Not me! I ran around telling everyone that I wasn’t going to put with this crap. If the strike lasted over a week I was going to Man Up and join the Army! Well, the 8th day came, no sign of the strike being over. I convinced my brother that we both should go in the Army. We were both in the Guard so we volunteered to be drafted, that was only a 2 year commitment plus it allowed the draft board to meet the quota for the month a little easier.

The strike lasted 5 weeks, then back to work for 5 weeks before we got our military orders. Now I wasn’t too happy, we’d lost 5 weeks pay, got a modest pay increase, like 20 cents @ hour. The older guys got another week or two vacation but I’d lost 500 bucks at a job that lasted about 7 months a year at best and some years never saw the mines open for lack of a contract.

We did our Army time, I ended up in Germany, my brother in Greenland.

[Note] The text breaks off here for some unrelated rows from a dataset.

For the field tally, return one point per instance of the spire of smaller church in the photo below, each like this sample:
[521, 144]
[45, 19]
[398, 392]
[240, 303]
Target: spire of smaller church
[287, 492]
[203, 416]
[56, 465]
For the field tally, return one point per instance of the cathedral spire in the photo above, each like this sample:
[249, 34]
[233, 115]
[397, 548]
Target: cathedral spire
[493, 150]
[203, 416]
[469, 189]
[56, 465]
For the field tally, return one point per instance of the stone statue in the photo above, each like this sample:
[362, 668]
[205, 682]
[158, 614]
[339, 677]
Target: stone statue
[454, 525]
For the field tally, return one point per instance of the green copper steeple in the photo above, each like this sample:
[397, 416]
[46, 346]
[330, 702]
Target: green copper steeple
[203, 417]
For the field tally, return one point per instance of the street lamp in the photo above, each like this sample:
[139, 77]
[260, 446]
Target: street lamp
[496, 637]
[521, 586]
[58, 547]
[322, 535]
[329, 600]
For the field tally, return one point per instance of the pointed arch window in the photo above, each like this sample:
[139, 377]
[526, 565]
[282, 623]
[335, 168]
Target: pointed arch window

When we go home the mine was closed that year, as were most on the Cuyuna Range. I walked across the street from the State Employment office to the Army Recruiter, got lined up with a long tech school and re-enlisted, my brother hung around, thinking something would change.

I did my 20 years Army time, a lot of it overseas. I had started going to college while I was in service and when I retired finished my last two years with a BS Ed. I never taught, my kids said I had no class. I was able to turn my education into second career in business.

If it had not been for the union and going on strike I might never have had a reason to leave Podunkville and learn all the things that experience and travel provide. I went from being a farm kid in the woods full circle and ended up about 4 miles from where I’d started in 1955. Now though, my wife and I are comfortable as the years pass us by. I credit the union with giving me the reason to look beyond the limited horizons that I had at 18. I can not thank the union enough. I never looked back except to wave good bye.